Bug 75208 - Fileopen DOCX: text boxes imported in frame with wrong paragraph style (should be normal, not frame contents) (see comment 9)
Summary: Fileopen DOCX: text boxes imported in frame with wrong paragraph style (shoul...
Status: NEW
Alias: None
Product: LibreOffice
Classification: Unclassified
Component: Writer (show other bugs)
Version:
(earliest affected)
4.3.0.4 release
Hardware: Other All
: medium normal
Assignee: Not Assigned
URL:
Whiteboard:
Keywords: filter:docx
Depends on:
Blocks: DOCX-Textbox VML-Textbox
  Show dependency treegraph
 
Reported: 2014-02-19 14:17 UTC by Gorka Navarrete
Modified: 2023-06-08 16:42 UTC (History)
5 users (show)

See Also:
Crash report or crash signature:


Attachments
complex .docx document with lots of formatting issues when opened in LO (770.76 KB, application/vnd.openxmlformats-officedocument.wordprocessingml.document)
2014-02-19 14:17 UTC, Gorka Navarrete
Details
.DOCX resaved in MSO (554.11 KB, application/vnd.openxmlformats-officedocument.wordprocessingml.document)
2020-01-09 15:39 UTC, Timur
Details
Minimal 3 pages .docx saved in MSO (71.45 KB, application/vnd.openxmlformats-officedocument.wordprocessingml.document)
2020-01-09 16:12 UTC, Timur
Details
Minimal 3 pages .docx saved in MSO as PDF (454.64 KB, application/pdf)
2020-01-09 16:13 UTC, Timur
Details
Minimized test document in docx format with VML textbox (32.26 KB, application/vnd.openxmlformats-officedocument.wordprocessingml.document)
2020-11-23 20:23 UTC, NISZ LibreOffice Team
Details
The minimized example file in Word 2013 and Writer (123.06 KB, image/png)
2020-11-23 20:24 UTC, NISZ LibreOffice Team
Details
Even more minimized sample with DML format textbox (116.96 KB, image/png)
2020-11-23 20:24 UTC, NISZ LibreOffice Team
Details
The 3-page sample minimized to 1 textbox (34.76 KB, application/vnd.openxmlformats-officedocument.wordprocessingml.document)
2020-11-23 20:25 UTC, NISZ LibreOffice Team
Details

Note You need to log in before you can comment on or make changes to this bug.
Description Gorka Navarrete 2014-02-19 14:17:07 UTC
Created attachment 94362 [details]
complex .docx document with lots of formatting issues when opened in LO

With every new version of OO first and then LO I've been testing how my 2009 docx PhD thesis looked. Back in the day the formatting problems were horrendous. Now it is more bearable but still a long shot from perfect interoperativity.

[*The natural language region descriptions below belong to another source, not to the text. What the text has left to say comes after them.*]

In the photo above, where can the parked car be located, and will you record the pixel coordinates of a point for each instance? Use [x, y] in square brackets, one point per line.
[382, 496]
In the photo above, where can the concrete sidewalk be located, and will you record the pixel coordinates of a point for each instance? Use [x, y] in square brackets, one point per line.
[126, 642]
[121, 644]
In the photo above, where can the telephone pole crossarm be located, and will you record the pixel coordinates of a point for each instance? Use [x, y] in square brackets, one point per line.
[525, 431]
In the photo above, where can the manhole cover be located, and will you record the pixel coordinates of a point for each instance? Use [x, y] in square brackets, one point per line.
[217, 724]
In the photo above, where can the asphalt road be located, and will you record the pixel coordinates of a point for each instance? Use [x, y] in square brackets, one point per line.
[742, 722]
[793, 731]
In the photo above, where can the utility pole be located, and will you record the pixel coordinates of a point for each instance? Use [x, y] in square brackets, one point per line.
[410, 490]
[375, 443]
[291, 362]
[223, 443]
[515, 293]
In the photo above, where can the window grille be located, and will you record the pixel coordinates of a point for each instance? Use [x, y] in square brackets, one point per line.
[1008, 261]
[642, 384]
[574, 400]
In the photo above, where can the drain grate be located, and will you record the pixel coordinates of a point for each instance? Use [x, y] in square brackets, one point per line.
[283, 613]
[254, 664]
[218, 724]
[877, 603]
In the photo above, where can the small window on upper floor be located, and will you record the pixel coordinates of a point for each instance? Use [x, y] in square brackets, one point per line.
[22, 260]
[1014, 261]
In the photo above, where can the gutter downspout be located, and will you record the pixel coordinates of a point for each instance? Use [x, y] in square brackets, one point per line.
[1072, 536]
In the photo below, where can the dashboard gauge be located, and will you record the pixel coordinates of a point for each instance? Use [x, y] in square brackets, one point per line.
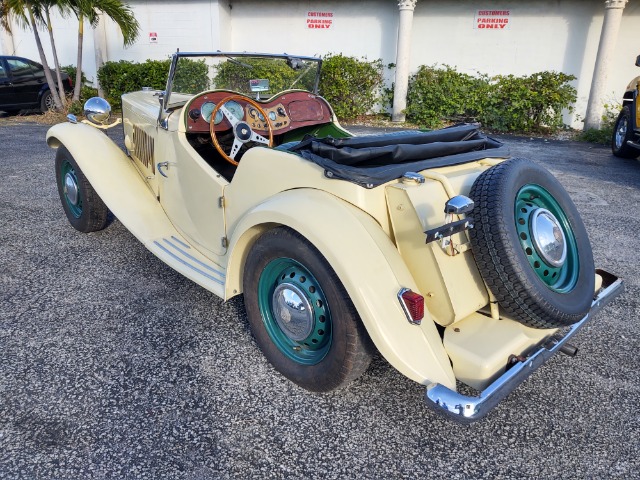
[207, 110]
[235, 109]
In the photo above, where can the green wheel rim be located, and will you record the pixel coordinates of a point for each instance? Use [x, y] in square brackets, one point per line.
[288, 274]
[560, 279]
[68, 172]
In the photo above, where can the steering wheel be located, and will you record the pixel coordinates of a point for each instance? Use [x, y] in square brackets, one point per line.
[242, 131]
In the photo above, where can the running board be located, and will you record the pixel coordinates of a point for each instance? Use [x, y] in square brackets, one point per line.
[176, 252]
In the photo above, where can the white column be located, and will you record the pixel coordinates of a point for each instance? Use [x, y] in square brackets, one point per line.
[100, 47]
[606, 48]
[402, 59]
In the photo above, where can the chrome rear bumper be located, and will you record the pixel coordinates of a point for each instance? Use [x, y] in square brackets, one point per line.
[468, 409]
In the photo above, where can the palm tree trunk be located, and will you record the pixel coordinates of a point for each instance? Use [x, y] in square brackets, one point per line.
[43, 59]
[78, 85]
[56, 63]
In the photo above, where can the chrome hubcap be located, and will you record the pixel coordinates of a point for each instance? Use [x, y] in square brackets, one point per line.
[71, 189]
[621, 132]
[292, 311]
[548, 237]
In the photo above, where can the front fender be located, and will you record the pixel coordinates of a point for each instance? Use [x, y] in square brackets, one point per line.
[367, 263]
[115, 178]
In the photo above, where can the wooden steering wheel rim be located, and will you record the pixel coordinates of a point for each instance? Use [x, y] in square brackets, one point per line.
[212, 129]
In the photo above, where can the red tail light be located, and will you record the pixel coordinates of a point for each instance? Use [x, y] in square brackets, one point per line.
[412, 304]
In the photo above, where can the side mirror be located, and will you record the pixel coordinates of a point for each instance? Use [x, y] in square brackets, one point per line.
[98, 111]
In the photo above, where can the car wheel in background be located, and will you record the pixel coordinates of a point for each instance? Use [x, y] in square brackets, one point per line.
[46, 102]
[622, 133]
[531, 246]
[301, 315]
[84, 208]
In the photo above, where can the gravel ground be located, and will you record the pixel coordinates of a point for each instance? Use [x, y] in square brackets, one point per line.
[114, 366]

I am not sure if this may be of help but decided to attach the document as an example of a real world complex docx file in which it becomes impossible to work switching from MS Office and LO, something necessary in collaborative environments as academia.

Hopefully it can be used as a test-case to help nail down all the formatting bugs existent.

To replicate, simply open the file in MS Office 2007 and then in LO 4.2. Most problems are focused on figures not showing, text frames now showing all the content (e.g. search for "Cuadro 2"), etc.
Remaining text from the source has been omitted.